Is the Media Missing the “Other” Gun Story?

Is the Media Missing the “Other” Gun Story?

Since the Newtown school shootings, most of the media reports and commentary have centered on the sale of “assault” weapons — discussing past and future legislation, the number of weapons sold in this category, the gun show “loopholes” for background checks, etc.

This debate is important, but there may be another surprising development that is running largely below the radar. It has been reported (but not getting nearly as much attention) that citizens are flocking to their local Sheriff’s Office to apply for permits to carry concealed weapons. Each state has differing standards as to whether to issue such permits, but many states have “guaranteed issue” laws — if the applicant has no previous criminal history or other similar impediment, the state must issue one of these “concealed carry” permits.

What’s happening here? Why are so many “regular” citizens suddenly applying for these permits?

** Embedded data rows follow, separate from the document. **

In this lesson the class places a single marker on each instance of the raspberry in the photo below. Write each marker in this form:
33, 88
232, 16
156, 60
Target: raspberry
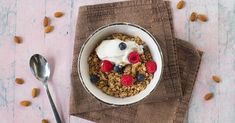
127, 80
133, 57
151, 66
106, 66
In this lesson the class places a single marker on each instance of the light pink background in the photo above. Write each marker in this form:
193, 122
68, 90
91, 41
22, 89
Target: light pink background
24, 17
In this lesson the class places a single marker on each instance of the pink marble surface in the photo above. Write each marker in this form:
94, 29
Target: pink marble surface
24, 17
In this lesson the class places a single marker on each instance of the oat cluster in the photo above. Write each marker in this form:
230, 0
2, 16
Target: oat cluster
109, 82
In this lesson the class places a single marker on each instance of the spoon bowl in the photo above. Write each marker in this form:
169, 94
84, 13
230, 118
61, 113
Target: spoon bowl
41, 70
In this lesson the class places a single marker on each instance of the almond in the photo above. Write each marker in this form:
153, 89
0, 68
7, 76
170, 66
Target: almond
58, 14
44, 121
19, 81
48, 29
216, 78
208, 96
46, 21
193, 16
35, 92
202, 17
17, 39
180, 4
25, 103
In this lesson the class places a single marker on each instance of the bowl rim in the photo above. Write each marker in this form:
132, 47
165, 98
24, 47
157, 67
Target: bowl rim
112, 24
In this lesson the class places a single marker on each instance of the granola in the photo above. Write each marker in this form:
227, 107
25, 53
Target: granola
126, 79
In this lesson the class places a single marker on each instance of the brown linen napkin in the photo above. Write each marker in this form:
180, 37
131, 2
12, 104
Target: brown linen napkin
157, 21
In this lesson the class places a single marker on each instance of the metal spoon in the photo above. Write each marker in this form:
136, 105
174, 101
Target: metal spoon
41, 70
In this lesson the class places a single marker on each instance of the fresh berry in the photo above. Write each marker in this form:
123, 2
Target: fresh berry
122, 46
140, 77
106, 66
94, 78
133, 57
118, 69
126, 80
151, 66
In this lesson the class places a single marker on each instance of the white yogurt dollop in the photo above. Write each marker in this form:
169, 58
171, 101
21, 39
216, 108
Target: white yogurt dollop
109, 50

It’s probably not to carry a concealed assault rifle (hard to do, I would think), so presumably it’s to carry a concealed handgun. The applications are reported to be running 2-3 times the normal rate, all since the Newton shootings.

Perhaps many “regular” citizens have given up hope that government can protect them. If you can be shot in a Safeway parking plaza (Arizona), a shopping mall (Oregon), a movie theater (Colorado), or a school (Virginia Tech, Sandy Hook Elementary), where will this stop? The weakening of civil commitment laws over the past two decades have put authorities in the position of not being able to institutionalize troubled people until they commit a crime.

Maybe, just maybe, many ordinary citizens are thinking that they may have to be their own best line of defense, and so apply for a concealed carry permit.

I think this is a matter that deserves more study, and more thoughtful discussion – which may result in the adoption of laws that will ease the minds of law abiding citizens. Let’s encourage lawmakers and media to broaden the discussion, thinking about the issue in all of its dimensions.